Polemik UU Kesehatan, Moeldoko: Tidak Semua Dokter Menolak

Written By Info Breaking News on Sabtu, 15 Juli 2023 | 06.16


Jakarta, Info Breaking News
- Kepala Staf Kepresidenan Moeldoko mengklaim tidak semua dokter menolak disahkannya UU Kesehatan. Menurutnya, masih banyak tenaga kesehatan yang juga memberikan dukungan terhadap peraturan tersebut.

"Saya kira tidak semua dokter punya pandangan seperti itu," katanya, Jumat (14/7/2023).


Ia menyampaikan, sebelumnya ada sejumlah dokter yang mendatangi Kantor Staf Presiden (KSP) dan menyatakan setuju dengan adanya atau pengesahan aturan tersebut.
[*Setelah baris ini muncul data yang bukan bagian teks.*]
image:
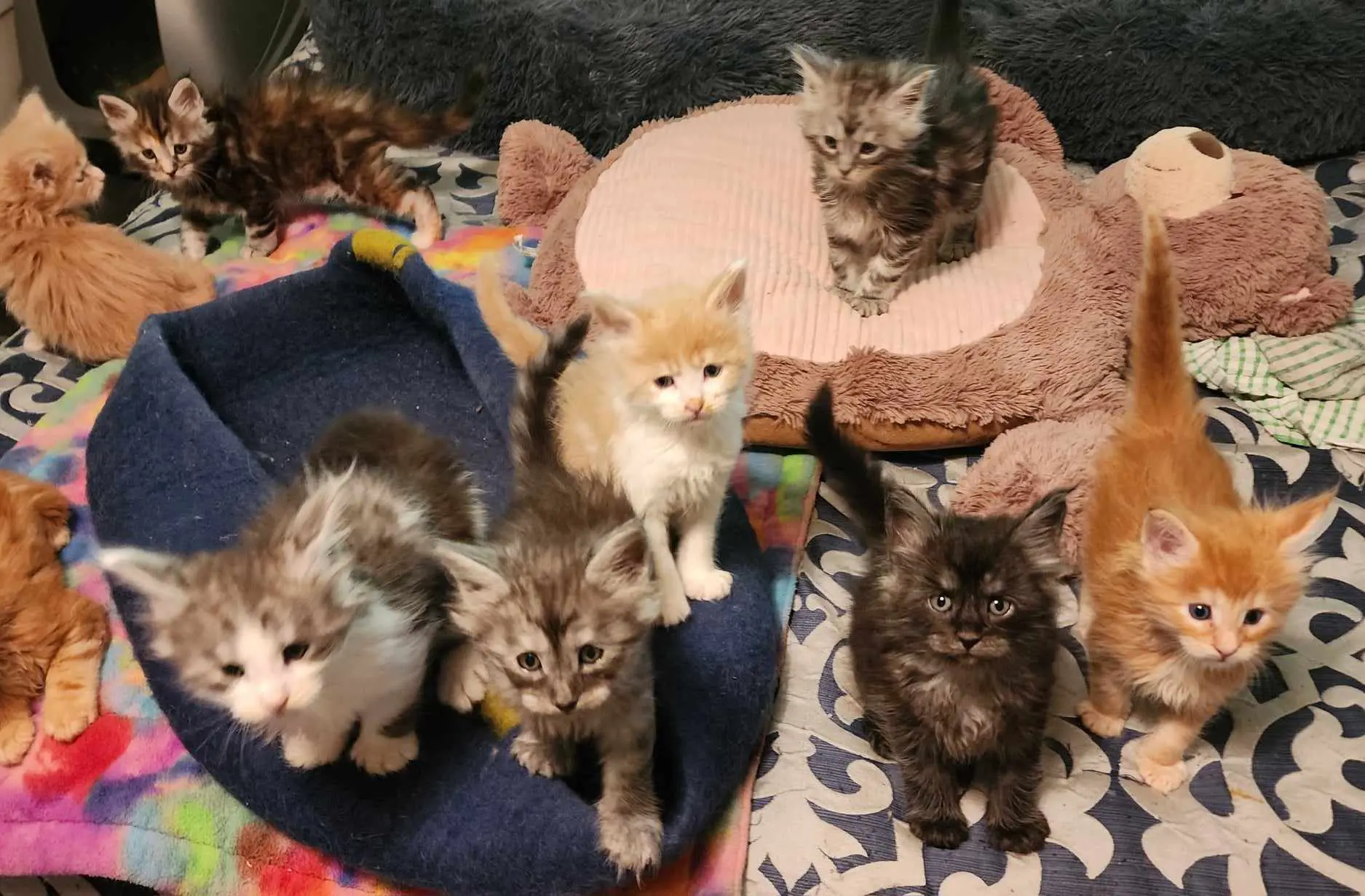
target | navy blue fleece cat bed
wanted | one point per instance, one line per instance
(220, 403)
Sementara, mereka yang tak setuju justru tidak datang.


"Yang setuju yang datang ke KSP memberikan dukungan penuh untuk segera diundangkan. Justru yang enggak setuju enggak pernah hadir," ujarnya.


"Menurut saya sudah ini bagian dari keputusan politik DPR, jalan dulu sudah. Nanti ada persoalan dimana persolannya akan ketahuan dimana mungkin ada hal yang perlu dilihat kembali atau di aturan-aturan di bawahnya yang akan menyesuaikan. Tinggal begitu ya," imbuhnya.


Moeldoko menilai perbedaan pendapat adalah hal lumrah. Apalagi, dalam setiap pengesahan Undang-Undang itu tidak berjalan dengan mulus. Namun, pengesahan Undang-Undang kali ini menurutnya akan dipahami oleh setiap orang.


"Setiap UU yang lahir itu ada lah riak-riak seperti itu, karena semua itu tidak ada yang mulus. Kalau ini sudah menjadi kepentingan masyarakat luas, saya pikir semuanya akan memahami," paparnya.


Sebelumnya dilaporkan Pengurus Besar Ikatan Dokter Indonesia (PB IDI) bersama empat organisasi profesi mengajukan judicial review atas Undang-undang Kesehatan ke Mahkamah Konstitusi (MK) yang disahkan belum lama ini.


Empat organisasi profesi itu yakni Persatuan Perawat Nasional Indonesia (PPNI), Ikatan Bidan Indonesia (IBI), Persatuan Dokter Gigi Indonesia (PDGI), dan Ikatan Apoteker Indonesia (IAI).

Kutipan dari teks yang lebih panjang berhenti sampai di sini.